March 1, 2010 - (3 min read)

I’ve been hearing a lot of chatter about “the new normal” – the prospect of the current economic malaise resulting in a longer-term pattern of stagnating economic growth. We’ve even thrown the term around a few times here at NLC.

But, predictions about slow growth in the coming years are not new. The new piece was the unprecedented economic growth that characterized much of early to middle portion of the past decade. What’s happening now is a large, violent correction that, particularly for cities and other local governments, represents a return to an “old normal” of a highly constrained fiscal outlook with broad and deep systemic challenges.

Where did this new normal idea emerge? The phrase new normal is widely attributed to global investment firm PIMCO’s executive Mohamed El-Erian, who is quoted as saying “the notion of a new normal is increasingly resonating in policy circles and among market practitioners. This reflects a growing realization that some of the recent abrupt changes to markets, households, institutions, and government policies are unlikely to be reversed in the next few years.”

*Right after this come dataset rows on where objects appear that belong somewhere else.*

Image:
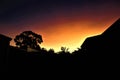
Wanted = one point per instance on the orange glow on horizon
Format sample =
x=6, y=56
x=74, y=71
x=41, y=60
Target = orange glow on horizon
x=70, y=35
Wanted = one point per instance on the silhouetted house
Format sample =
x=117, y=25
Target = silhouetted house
x=104, y=45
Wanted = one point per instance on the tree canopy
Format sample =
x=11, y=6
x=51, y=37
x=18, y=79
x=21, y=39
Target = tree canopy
x=28, y=39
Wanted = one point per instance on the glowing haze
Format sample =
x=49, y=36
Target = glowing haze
x=62, y=23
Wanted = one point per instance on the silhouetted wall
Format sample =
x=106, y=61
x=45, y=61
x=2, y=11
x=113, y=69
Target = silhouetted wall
x=4, y=50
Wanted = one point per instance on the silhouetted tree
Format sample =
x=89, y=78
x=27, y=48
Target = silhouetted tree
x=28, y=39
x=64, y=49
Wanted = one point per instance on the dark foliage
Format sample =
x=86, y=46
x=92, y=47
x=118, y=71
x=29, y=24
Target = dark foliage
x=28, y=39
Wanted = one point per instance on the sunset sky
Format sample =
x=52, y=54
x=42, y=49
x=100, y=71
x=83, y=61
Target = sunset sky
x=60, y=22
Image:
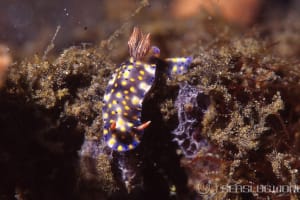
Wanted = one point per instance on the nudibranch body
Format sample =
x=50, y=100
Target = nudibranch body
x=126, y=90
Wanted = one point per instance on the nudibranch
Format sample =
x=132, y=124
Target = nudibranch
x=127, y=88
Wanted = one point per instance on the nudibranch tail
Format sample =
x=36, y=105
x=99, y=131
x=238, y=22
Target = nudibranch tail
x=178, y=66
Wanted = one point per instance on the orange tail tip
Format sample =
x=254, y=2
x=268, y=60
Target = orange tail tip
x=143, y=126
x=113, y=125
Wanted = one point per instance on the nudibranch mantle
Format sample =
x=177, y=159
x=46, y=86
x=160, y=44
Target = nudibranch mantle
x=123, y=104
x=126, y=90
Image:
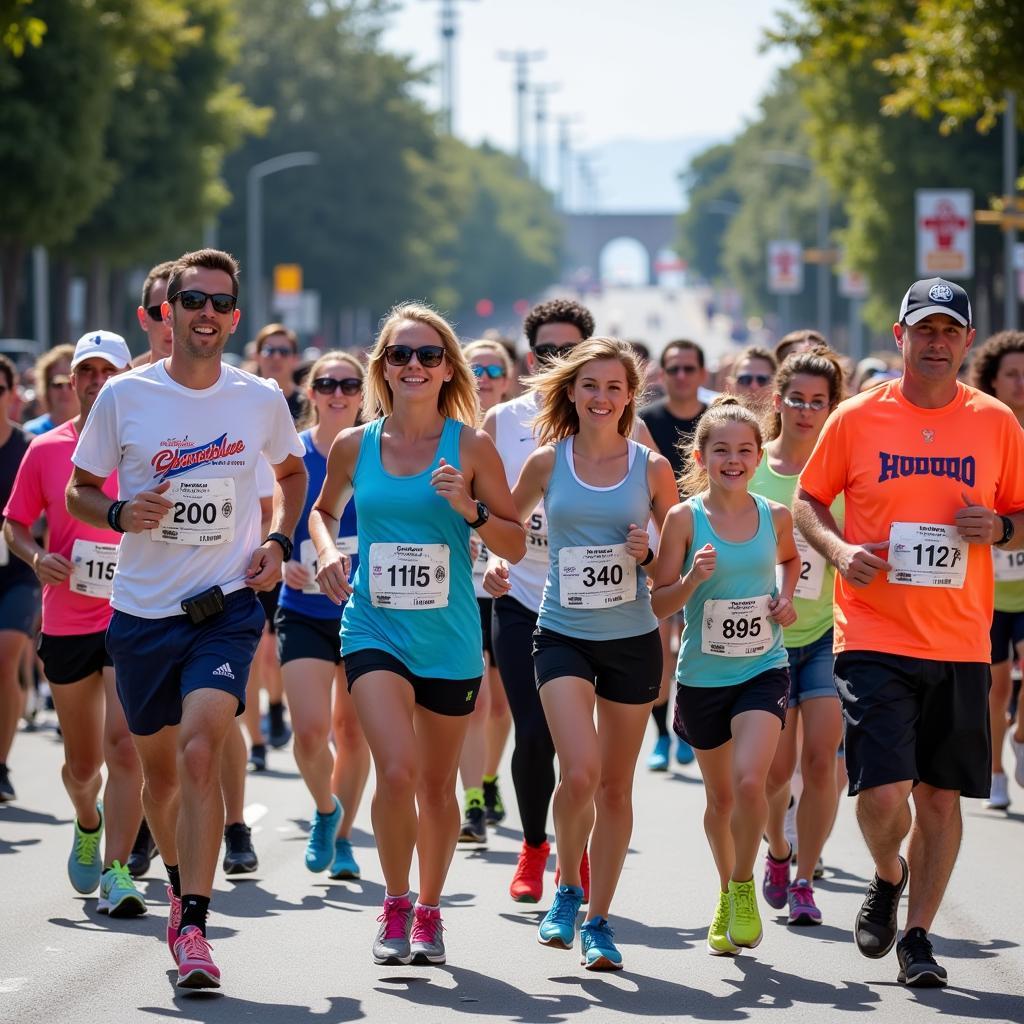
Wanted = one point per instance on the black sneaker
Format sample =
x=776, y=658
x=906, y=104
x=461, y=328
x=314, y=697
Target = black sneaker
x=474, y=828
x=6, y=790
x=142, y=852
x=257, y=757
x=916, y=965
x=494, y=809
x=876, y=928
x=240, y=857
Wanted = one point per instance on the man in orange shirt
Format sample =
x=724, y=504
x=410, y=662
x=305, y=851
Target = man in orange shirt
x=933, y=475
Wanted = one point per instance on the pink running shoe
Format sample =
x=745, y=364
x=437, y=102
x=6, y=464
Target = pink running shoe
x=196, y=967
x=173, y=920
x=776, y=882
x=803, y=909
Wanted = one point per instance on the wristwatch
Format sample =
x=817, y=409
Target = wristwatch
x=482, y=515
x=286, y=544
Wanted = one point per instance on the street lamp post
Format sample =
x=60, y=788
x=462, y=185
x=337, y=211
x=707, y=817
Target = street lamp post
x=254, y=223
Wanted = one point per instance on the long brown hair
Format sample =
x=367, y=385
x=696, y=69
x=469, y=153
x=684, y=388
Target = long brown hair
x=726, y=409
x=557, y=417
x=458, y=397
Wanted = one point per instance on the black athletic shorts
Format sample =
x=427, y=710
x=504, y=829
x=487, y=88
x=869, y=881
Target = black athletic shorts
x=486, y=607
x=627, y=671
x=909, y=719
x=268, y=598
x=1007, y=633
x=443, y=696
x=704, y=714
x=304, y=636
x=68, y=659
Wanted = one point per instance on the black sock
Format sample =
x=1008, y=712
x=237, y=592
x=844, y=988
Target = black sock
x=194, y=911
x=660, y=715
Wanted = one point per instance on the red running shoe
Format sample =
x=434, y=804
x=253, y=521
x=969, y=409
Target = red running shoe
x=527, y=883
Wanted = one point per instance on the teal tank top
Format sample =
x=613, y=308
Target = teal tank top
x=433, y=642
x=742, y=569
x=584, y=516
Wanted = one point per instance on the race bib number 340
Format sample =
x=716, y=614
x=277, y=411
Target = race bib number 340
x=410, y=577
x=927, y=554
x=202, y=513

Well, that’s not exactly news. NLC has been reporting much the same thing on city fiscal conditions for awhile now.

The “old normal” we are experiencing (what statisticians call a regression to the mean) might best be described as a return to where the nation’s economic recovery will be characterized by a return to moderate levels of year-to-year growth.

For local and state governments, a return to an old normal presents a more stark reality. The economic boom period masked significant challenges to underlying economic and fiscal systems; challenges that NLC has been calling attention to since at least the late 1990s (see Taxing Problems, most recently), including:

– Longer-term economic shifts away from goods, to services and knowledge-based economies have created a mismatch between economic activity and sources of revenue;

– Demographic shifts including overall population increase, immigration, and the aging of society alter, and often increase, demands for public services;

– An unraveling of the intergovernmental (federal-state-local) system for funding and delivering public services; and

– Polarized politics that make it increasingly difficult to address these challenges.

Addressing these systemic challenges means we will have to broaden tax bases, integrate new groups of people into the economy, reform health care and pension systems, and make sustained investments in public services and infrastructure. No problem, right? Systemic change is difficult, but we have to start somewhere to provide a more vibrant economic future — a “new normal” — for communities.